# New here - smoker only gets to about 180 degrees



## swoopds (Jul 3, 2017)

Hey guys, I have a cheap smoker that only gets to about 180-190 degrees. It seems to be designed this way as the manuals recipes all talk about finishing most meat in the oven or BBQ. 

It's a 'True North Electric Smoker' btw, and seems to be discontinued now. 

Anyways, are these types of smokers called something specific? I want to find recipes that I can actually do inside of it but 95% of the recipes I've found say 'set your smoker to 225-250', which I can't do. 

Thanks!
Dave


----------



## rexster314 (Jul 3, 2017)

Cheap smoker=poor performance. However, there are some things that might work, such as ribs, sausage, boneless chicken, but they'll take a pretty long while to get up to temps. May result in dried out meat


----------



## swoopds (Jul 3, 2017)

Any ideas how to search for recipes for this type of smoker? Or just search for fish/cheese/jerky/etc?

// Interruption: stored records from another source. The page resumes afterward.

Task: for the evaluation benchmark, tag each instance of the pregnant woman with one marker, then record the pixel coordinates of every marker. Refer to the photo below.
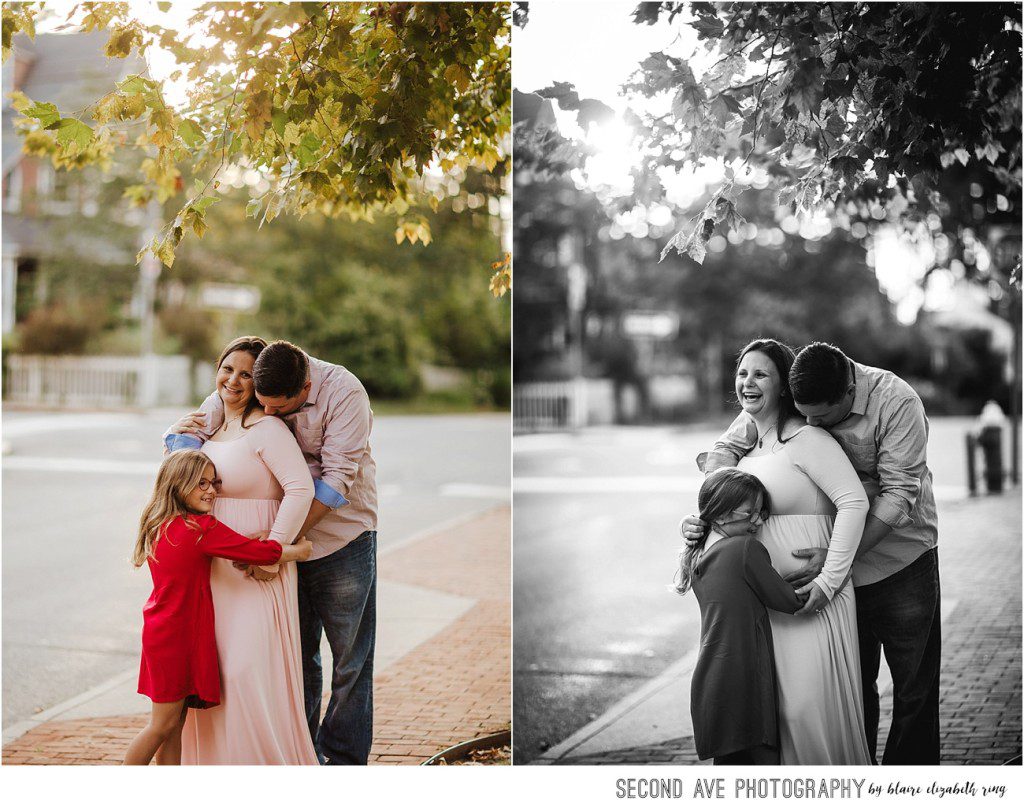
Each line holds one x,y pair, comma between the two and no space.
265,486
817,501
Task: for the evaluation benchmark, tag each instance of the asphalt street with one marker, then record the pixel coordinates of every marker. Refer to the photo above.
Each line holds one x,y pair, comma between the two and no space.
594,550
74,484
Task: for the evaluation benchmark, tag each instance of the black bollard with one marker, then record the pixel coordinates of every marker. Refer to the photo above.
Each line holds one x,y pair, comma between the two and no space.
972,482
991,450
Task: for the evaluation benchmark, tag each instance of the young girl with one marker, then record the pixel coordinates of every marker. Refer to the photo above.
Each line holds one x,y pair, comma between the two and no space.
732,692
177,537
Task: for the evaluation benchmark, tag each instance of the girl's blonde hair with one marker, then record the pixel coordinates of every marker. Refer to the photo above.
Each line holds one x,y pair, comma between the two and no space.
722,492
178,474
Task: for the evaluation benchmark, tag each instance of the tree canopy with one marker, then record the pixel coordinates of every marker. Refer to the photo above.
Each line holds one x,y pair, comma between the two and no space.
880,111
344,109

What are the results of just transferring to oven after three hours of smoking?


----------



## lamar (Jul 3, 2017)

Do you have any options about taking it back?  Apparently,  it may be defective.  Also,  are you going by the built in thermometer?  They are notorious for being wrong.
Good luck
Lamar


----------



## uzikaduzi (Jul 8, 2017)

Lamar said:


> Do you have any options about taking it back? Apparently, it may be defective. Also, are you going by the built in thermometer? They are notorious for being wrong.
> Good luck
> Lamar


while Lamar's advice is pretty good in general... your smoker isn't a "cheap smoker" by the normal definition like a charbroiler offset or something. your smoker is actually a decent smoker for what it's designed for. it's like a big chief and it's just not designed to smoke things like brisket, pork butt, or ribs... it's made for things that are warm smoked like fish, sausage, and jerky... its honestly borderline dangerous to try and smoke bigger things like brisket or pork butt because you'll be in the danger zone for too long (40-140 for longer than 4 hours)   

if you want something to hot smoke, you have to get something else. there are tons of inexpensive options... if it's just me, my wife, and 2 kids, i use the snake method on my webber kettle and get pretty good results. (its too much effort and wood to use my offset for a small amount of food) stepping up from there but still keeping things less labor intensive, you could get a webber smokey mountain (frequently abbreviated WSM here), an electric masterbuilt (search around though because there were some models with pretty universal poor reviews), or maybe a pellet grill like a rectec... those options have you in the $100-$500 category.  if you want a stick burner, they are labor intensive and you really need to start at $400+ for the bare minimum to get something that you don't have to tend literally constantly and won't rot apart in one season... i've heard that oklahoma joe makes some inexpensive offsets that work ok... i have only ever seen the extremely thin walmart ones and i would never get one of those... Old Country (i have only seen them at academy) are made out of nice thick steel and work fine, but they don't have anything fancy like reverse flow.


----------